Obama calls trusted fixer to help health site
By DARLENE SUPERVILLE
By DARLENE SUPERVILLE
WASHINGTON -- When a federal program that promised cash rebates to people who traded in their clunkers for more fuel-efficient vehicles was overrun by demand, President Barack Obama assigned Jeffrey Zients, his deputy budget director, to help eliminate the backlog.
When the same thing happened with sign-ups for an updated version of the GI Bill, one designed to help the 9/11 generation of veterans get a college education, Obama again turned to Zients for help.
Now, as Obama's health care website continues to be plagued by a rash of technical problems that have turned it into an administration embarrassment and a source of frustration for uninsured people trying to sign up for coverage that the law now requires many of them to have, who has Obama called for help? Zients, his Mr. Fix-it.
Faced with mounting questions about the website, the Obama administration announced Tuesday the longtime management consultant will help fix the problems and turn the site into the breezy, one-stop shopping portal Obama promised it would be.
Zients came out of a temporary retirement from the federal government and quietly dived into his new assignment Monday. He left the administration earlier this year after the budget director's job went to someone else. Last month, Obama announced Zients would take over next year as director of the National Economic Council, becoming the president's chief economic adviser.
Zients will provide short-term advice, assessments and recommendations to a Department of Health and Human Services team officials said has been working around the clock to fix www.healthcare.gov since it went live Oct. 1.
Administration officials, from Obama down, had promoted the federal website as the first stop for uninsured people in 36 states who want to figure out what coverage they can afford.

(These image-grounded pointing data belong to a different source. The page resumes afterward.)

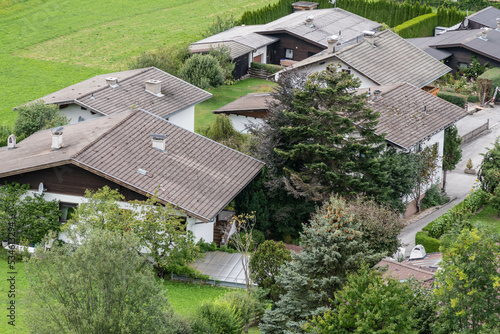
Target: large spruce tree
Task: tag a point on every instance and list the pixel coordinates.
(320, 138)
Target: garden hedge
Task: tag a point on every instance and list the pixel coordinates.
(431, 245)
(456, 99)
(420, 26)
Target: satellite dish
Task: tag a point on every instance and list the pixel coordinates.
(41, 189)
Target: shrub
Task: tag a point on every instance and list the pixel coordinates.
(202, 71)
(168, 59)
(420, 26)
(433, 197)
(456, 99)
(37, 116)
(430, 244)
(268, 67)
(219, 318)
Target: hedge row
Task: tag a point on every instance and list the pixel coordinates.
(456, 99)
(431, 245)
(420, 26)
(382, 11)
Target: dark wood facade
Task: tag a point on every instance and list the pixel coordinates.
(301, 48)
(463, 55)
(69, 180)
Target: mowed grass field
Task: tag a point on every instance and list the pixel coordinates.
(46, 45)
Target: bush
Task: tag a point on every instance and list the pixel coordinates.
(433, 197)
(218, 318)
(431, 245)
(168, 59)
(37, 116)
(268, 67)
(456, 99)
(202, 71)
(421, 26)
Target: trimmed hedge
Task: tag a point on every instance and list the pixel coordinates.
(431, 245)
(420, 26)
(456, 99)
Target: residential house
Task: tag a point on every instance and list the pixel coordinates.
(140, 154)
(293, 37)
(149, 89)
(457, 48)
(382, 58)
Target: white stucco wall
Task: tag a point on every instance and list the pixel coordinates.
(199, 229)
(184, 118)
(260, 51)
(74, 111)
(240, 122)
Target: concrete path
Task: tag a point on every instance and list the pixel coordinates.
(459, 184)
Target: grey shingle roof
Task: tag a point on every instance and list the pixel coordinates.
(393, 60)
(196, 174)
(131, 94)
(402, 116)
(468, 39)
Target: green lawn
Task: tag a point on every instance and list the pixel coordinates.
(47, 45)
(224, 94)
(487, 218)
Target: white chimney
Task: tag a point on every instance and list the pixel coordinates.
(11, 142)
(332, 43)
(112, 82)
(369, 37)
(484, 34)
(57, 139)
(309, 21)
(154, 87)
(159, 142)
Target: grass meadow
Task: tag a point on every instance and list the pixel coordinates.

They now are urging people to also try signing up by telephone, mail or in person.
Zients has led some of the country's top management firms, advising companies worldwide.
He joined the administration in 2009 as deputy director of the Office of Management and Budget and the nation's first chief performance officer. He also served two stints as OMB's acting director, and led an effort to streamline government and save money by selling off unused or underused real estate. The effort stalled in Congress.
Zients was acting OMB director from January 2012 through April 2013, when the Senate confirmed Sylvia Mathews Burwell for the director's post.
By many accounts, the 46-year-old Zients, who lives in Washington with his wife and four children, is well-respected and liked inside the White House.
"I think that's why he's continually being handed tough jobs," said Kenneth Baer, who was a senior adviser to Zients at the budget office.
Zients grew up in the Washington area and spent his career in business before agreeing to work for Obama. That two decades of experience allowed him to bring a different perspective to government and how it should be run, Baer said.
"He's not going to be looking under the hood and tell you, 'I can fix the coding, I can fix it,'" Baer said.